Улпан достала флакон, похожий на маленькую тыковку, подержала в руках, рассматривая. «Яд?» – спросила она. «Да, купил когда-то у джунгарского купца, лошадь отдал. Думал – пригодится, если на войне возникнет опасность попасть в руки к врагам». – «Но такой опасности нет», – ответила ему Улпан и тыковку унесла с собой.

В другой раз он глазами показал на свой кожаный пояс с кистями, который висел на стене. «Акнар, тебе не жаль меня? Возьми лучше вон тот кинжал с позолоченной рукояткой, дай мне. У меня еще хватит сил, самому…»

Кинжал она тоже унесла, и кинжал, и тыковку хранила в своей комнате. Теперь я его понимаю, думала она, я понимаю, что была безжалостной, ведь может наступить такое время, когда жить нельзя.

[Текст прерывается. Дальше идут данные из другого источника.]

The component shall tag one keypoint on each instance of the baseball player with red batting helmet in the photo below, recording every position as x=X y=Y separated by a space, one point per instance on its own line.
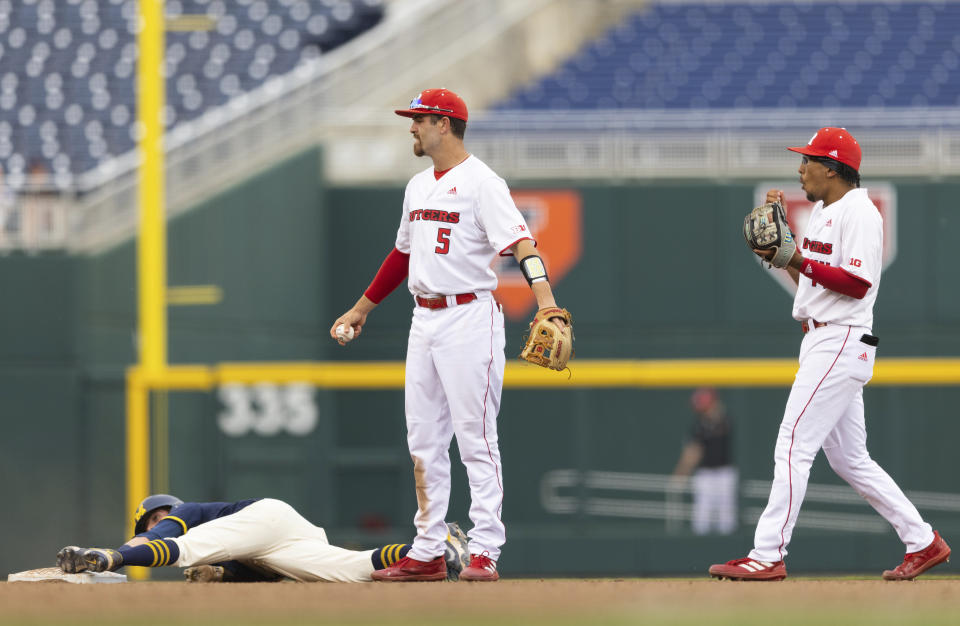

Она встала, вынула из шкатулки тыковку, а кинжал – из ножен, и снова легла. Что может она пожалеть из того, что оставит? Я ничего не оставляю. Рукоятка кинжала холодила ладонь, будто она к камню прикоснулась в мазаре Есенея. Прозрачная – из синего хрусталя – тыковка согрелась в руке, как согревалась когда-то рука маленькой Бижикен.

Улпан отложила яд, снова взяла кинжал. Подержала. Сунула обратно под подушку. Подождать Шынар? Но они простились в тот вечер, когда – в последний раз – купались в осеннем озере и ночевали в открытой степи. Шынар начнет говорить то же, что она сама говорила Есенею…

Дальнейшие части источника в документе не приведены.